Quote from: NoSleep on January 28, 2009, 11:57:05 AM
Nah, mate. Forget about Logic Express. It's good for home but the little (and big) things missing end up being an annoyance. Now is the time to get a cheap copy of the full Logic Pro 7.2 from ebay: and that will run on a Mac (like mine) that cost a mere £100, as the system requirements aren't as restrictive as the current Logic 8.

Well then, that's an even better idea. What's Logic 7 missing from Logic 8, and what's missing from Express 8?

NoSleep

#25
Quote from: The Region Legion on January 28, 2009, 10:08:23 PM
Well then, that's an even better idea. What's Logic 7 missing from Logic 8, and what's missing from Express 8?

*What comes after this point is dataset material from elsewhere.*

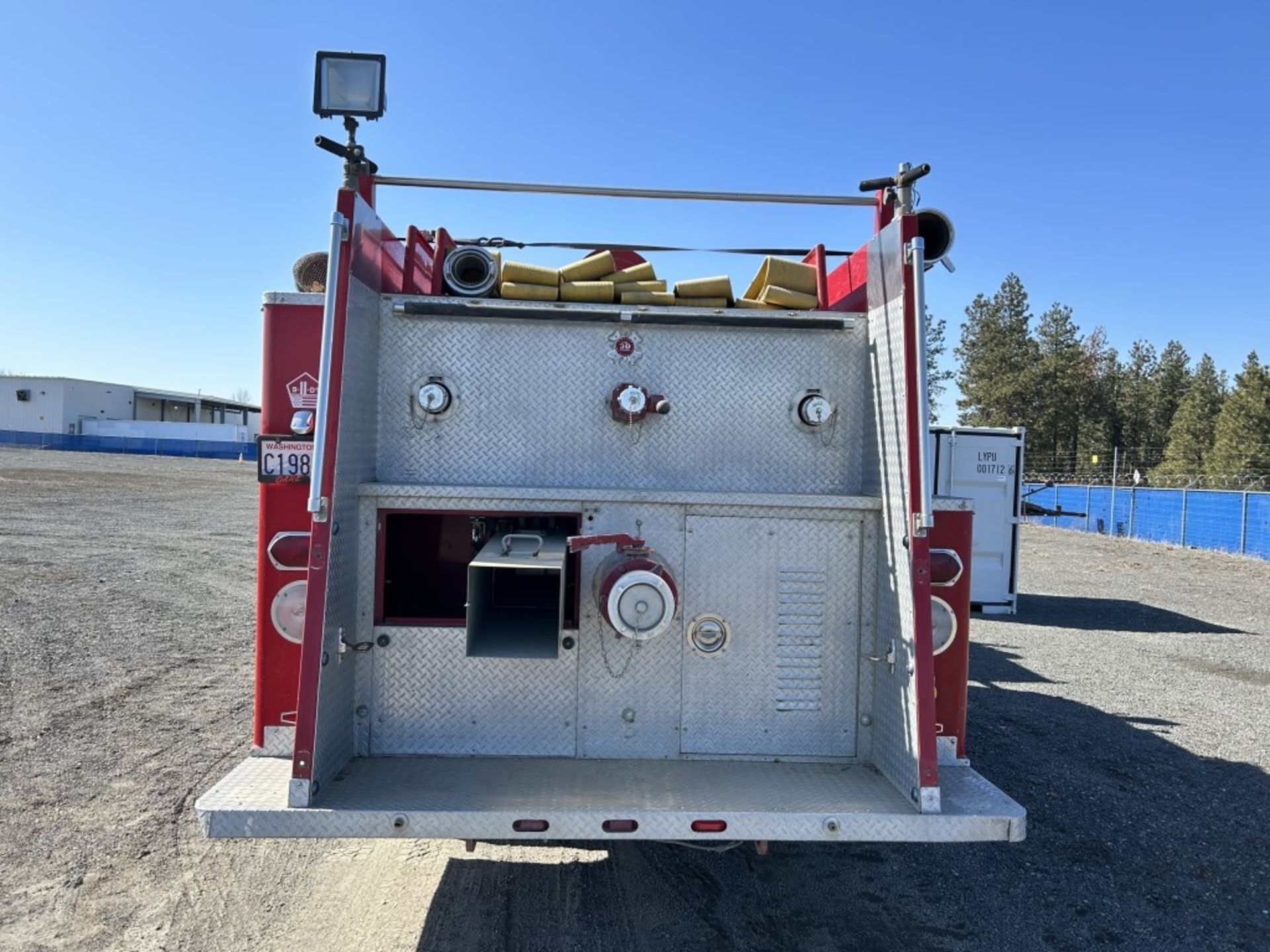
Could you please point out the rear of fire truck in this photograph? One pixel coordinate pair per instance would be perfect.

There's very little missing from 7.2, if anything. I've found a couple of things apparently missing from Logic 8 that I find useful (like the Audio Configuration page), and of course the you need a dongle to run 7.2, so that's missing as well. Also missing is compatibility with older versions of OS X. That said, you need at least 10.4 to run Logic 7.2, and 7.2 is definitely a better bet than 7.0, but the (seemingly) impossible-to-find 7.1 (I tried) still runs on 10.3. And you need a fast new machine to run 8 on. They've given 8 a new look, which wasn't that necessary, given the ease of toggling between 9 choices of view already. And 8 has been completely rewritten, so there's not as much backward compatibility. It seems to me that Apple have lowered the price and reduced the security on the software knowing that people will have to buy some expensive new hardware from them to run it.

Things that are missing from Logic Express include several soft synths, some great plugins and, for some plugins, Express has cut-down versions. The EXS24 built-in sampler player can't be edited in Express (major pain), reducing its power considerably, and there's no Audio Configuration page (as said before, something I would miss). You are also restricted to using outputs 1-12 only on any audio interface you may connect to it.

Is there a programme where you can kinda draw the waveforms with a cursor? That would be a neat idea

Ginyard

Quote from: James "End-To-End" Benton on January 31, 2009, 02:13:04 AM
Is there a programme where you can kinda draw the waveforms with a cursor? That would be a neat idea

Do you mean for controller data?. Or are you talking about as an aid to creating sounds, as in additive synthesis?. They all do the former and something like Absynth will let you accomplish the latter.

The latter - Absynth will do very nicely. Thanks very much!